A z innej beczki chciałam się pochwalić, że uczestniczyłam dzisiaj w warsztatach kulinarnych organizowanych przez  "Dobre Wnętrze", "Moje Mieszkanie" i Amicę. Warsztaty, to właściwie wspólne gotowanie pod okiem kucharza Tomka Jakubiaka. Miałam okazję, razem z kilkoma innymi przemiłymi dziewczynami, które pozdrawiam serdecznie:), zobaczyć jak od kuchni wygląda sesja na profesjonalnym planie zdjęciowym. Film i zdjęcia z pewnością można będzie obejrzeć na stronach gazet.

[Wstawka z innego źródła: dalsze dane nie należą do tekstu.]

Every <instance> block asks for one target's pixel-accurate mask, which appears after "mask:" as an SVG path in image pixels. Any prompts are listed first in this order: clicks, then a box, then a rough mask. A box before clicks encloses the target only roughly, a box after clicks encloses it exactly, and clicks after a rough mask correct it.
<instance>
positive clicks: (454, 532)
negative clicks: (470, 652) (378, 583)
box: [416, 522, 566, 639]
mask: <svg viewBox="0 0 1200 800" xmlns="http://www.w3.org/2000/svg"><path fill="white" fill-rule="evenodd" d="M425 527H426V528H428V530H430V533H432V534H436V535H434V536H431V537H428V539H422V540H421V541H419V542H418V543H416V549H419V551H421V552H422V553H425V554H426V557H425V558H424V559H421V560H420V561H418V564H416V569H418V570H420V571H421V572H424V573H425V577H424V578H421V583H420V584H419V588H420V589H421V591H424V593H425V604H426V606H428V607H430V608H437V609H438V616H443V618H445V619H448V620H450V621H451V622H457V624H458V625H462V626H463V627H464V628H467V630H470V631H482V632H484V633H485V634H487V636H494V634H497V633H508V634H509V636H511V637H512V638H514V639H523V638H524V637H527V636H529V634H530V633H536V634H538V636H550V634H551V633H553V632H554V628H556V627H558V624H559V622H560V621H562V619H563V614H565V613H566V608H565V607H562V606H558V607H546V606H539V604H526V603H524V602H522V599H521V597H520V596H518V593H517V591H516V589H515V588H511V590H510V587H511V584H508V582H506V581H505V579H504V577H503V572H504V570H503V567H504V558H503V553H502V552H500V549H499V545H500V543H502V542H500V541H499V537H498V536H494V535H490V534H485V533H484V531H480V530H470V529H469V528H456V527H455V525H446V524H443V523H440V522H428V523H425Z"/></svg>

Pozdrawiam Was serdecznie i dziękuję za wszystkie komentarze:)

niedziela, 22 lipca 2012

Dodatków kilka do różowych ścian



Dzień dobry Siostry:) Niedzielny poranek, to chwila na takie przyjemności, jak powolna kawka i blogowanie, ech...Pomalowanie ścian w pokoju Wery zmobilizowało mnie w końcu do powieszenia 2 półek, które od niemal roku zalegały pod łóżkiem. I wczoraj nastała ta wiekopomna chwila - mąż w gotowości stawił się z wiertarką, poziomicą i wkrętami:), ja orientacyjnie wskazałam miejsce i po godzinie półki zawisły.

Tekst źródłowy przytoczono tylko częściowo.